Tell him you wanted 5 and the agreement was 3. That if he's not going to even consider the 3rd child that perhaps marriage counseling will help you figure out what you want to do with your future.

If you want a 3rd child then you should have that opportunity. If he only wants 2 he shouldn't have to fight with you about that missing child.

I'd say you guys will not get past this without some outside intervention that can help both of you see the other's side and have some sort of final compromise.

**************************ETA**********************

On a personal note, I'd feel extremely betrayed. He said all along that he only wanted one or two, got what he wanted, didn't he? Then he's done. So what? He's not the only person in the marriage. What if he'd said he was done after #1? You wouldn't have your daughter.

He is part of your marriage but I'd feel betrayed and angry and resentful. You had an agreement and now that he has what he wanted too bad that you didn't get what you were promised.

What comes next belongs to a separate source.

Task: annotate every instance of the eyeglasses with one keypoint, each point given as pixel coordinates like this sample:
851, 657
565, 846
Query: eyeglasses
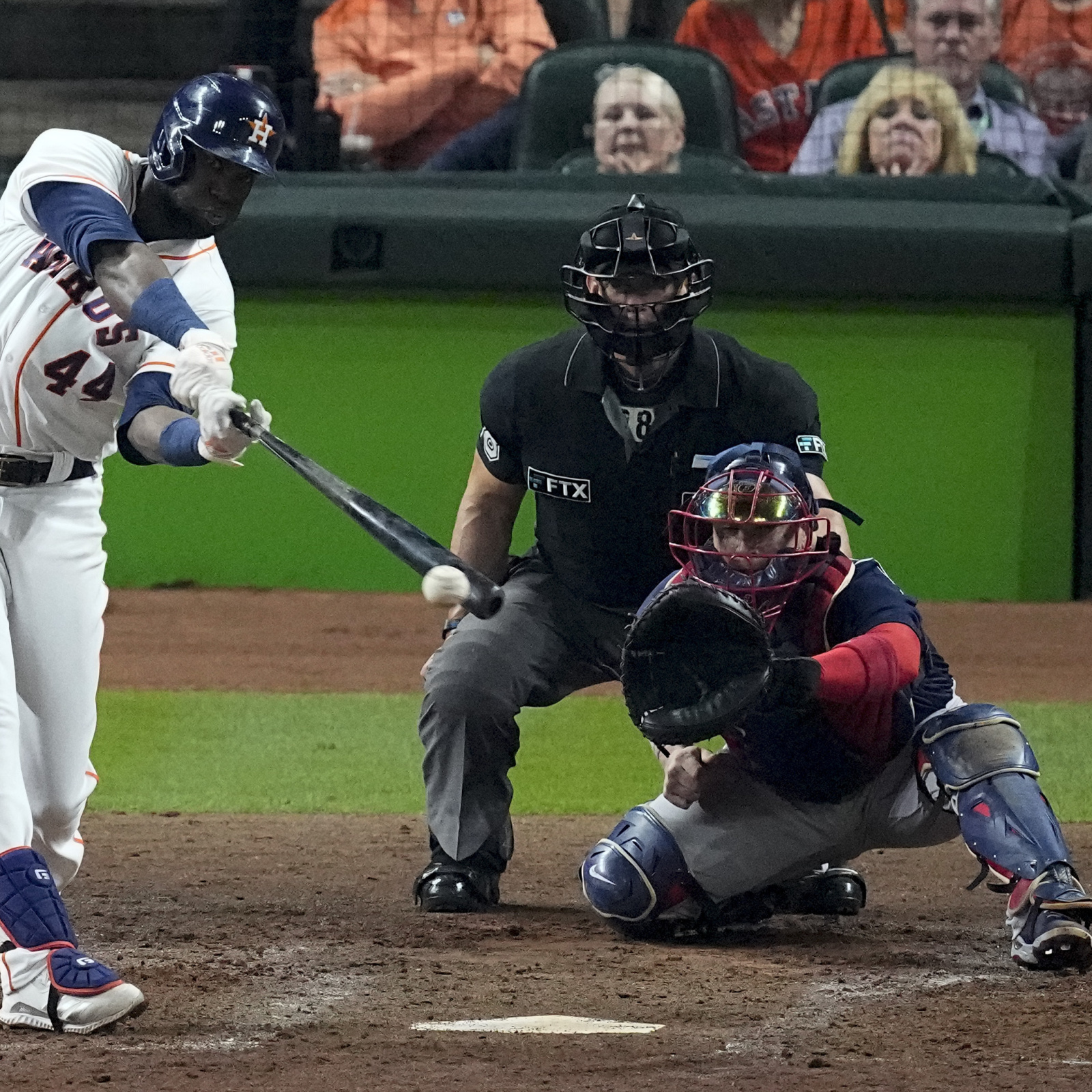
917, 109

I think counseling is the only way you are going to come to terms with him betraying you, even before you married, and that he is taking away something that he promised you.

He hasn't had an "accident" that damaged the family jewels, he hasn't become impotent, he hasn't had it snipped and clipped, he's fully functioning and has decided for himself AND for you that you don't get what he agreed to and promised before you married him.

Yeah, I'd be angry and pissed and going to counseling and working it out is the ONLY way I'd stay with a man that thought this way.